Initialize the core settings: assign the predictor variable and data directory, specify the path to the crop mask, and define the shapefile path. Identify the column in the shapefile that contains area or country names.

> **Important:** Be sure to set `invalid_values` to `None` if you do not wish to exclude unprocessed values from the dataset.

```python
predictor_name              = 'FPAR'
predictor_dir               = 'FPAR_Data'
mask_path                   = 'crop_mask/Percent_Maize.tif'
shapefile_path              = 'shapefile/gaul1_asap.shp'
interested_ROI              = ["Norway", "Spain"] 
country_column_name         = 'adm0_name' # Column's name contains countries in shapefile
invalid_values              =[255, 254, 251]  # Set None if no invalid Values
```
> :warning: **Caution:** An increase in ROI size may lead to system crashes due to insuffienct RAM size.


### Initialize the EarthStat object
```python
aggregate_fpar = EarthStat(predictor_name)
```
### Initialize Predictor/Data Directory, Mask, and Shapefile Path

Set up the foundational paths for your data processing pipeline.
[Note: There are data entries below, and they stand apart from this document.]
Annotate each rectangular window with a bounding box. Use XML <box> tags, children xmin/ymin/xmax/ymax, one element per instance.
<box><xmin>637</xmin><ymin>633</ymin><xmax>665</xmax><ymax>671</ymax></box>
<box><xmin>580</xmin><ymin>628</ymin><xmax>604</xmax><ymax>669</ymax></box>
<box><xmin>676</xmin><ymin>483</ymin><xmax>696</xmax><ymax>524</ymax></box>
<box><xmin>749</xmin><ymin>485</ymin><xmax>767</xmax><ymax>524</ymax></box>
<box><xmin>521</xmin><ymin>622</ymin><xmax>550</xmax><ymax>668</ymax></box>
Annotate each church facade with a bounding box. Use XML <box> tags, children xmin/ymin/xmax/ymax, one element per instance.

This includes initializing the directory for the predictor data, the path for the mask file, and the location of the shapefile. Each step is crucial for ensuring that the subsequent data processing and analysis can proceed smoothly.

#### Example Usage:

```python
# Initialize the predictor data directory
aggregate_fpar.initDataDir(predictor_dir)

# Set the path for the mask file
aggregate_fpar.initMaskPath(mask_path)

# Define the location of the shapefile
aggregate_fpar.initShapefilePath(shapefile_path)
```

### Checking Data Compatibility
Evaluate the compatibility of projections and pixel sizes across the mask, raster, and shapefile to ensure seamless data integration. This check confirms that the projection systems align for the mask, raster, and shapefile, and it also verifies that the pixel sizes between the raster and mask are compatible.
```python
aggregate_fpar.DataCompatibility()
```
### Resolving Data Compatibility Issues
This section addresses how to rectify issues identified by the data compatibility check. It focuses on resolving mismatches in pixel size between the raster and mask, or discrepancies in the Coordinate Reference System (CRS) among the raster, mask, and shapefile. The objective is to ensure uniformity in scale, resolution, and geospatial alignment across all datasets involved in the analysis.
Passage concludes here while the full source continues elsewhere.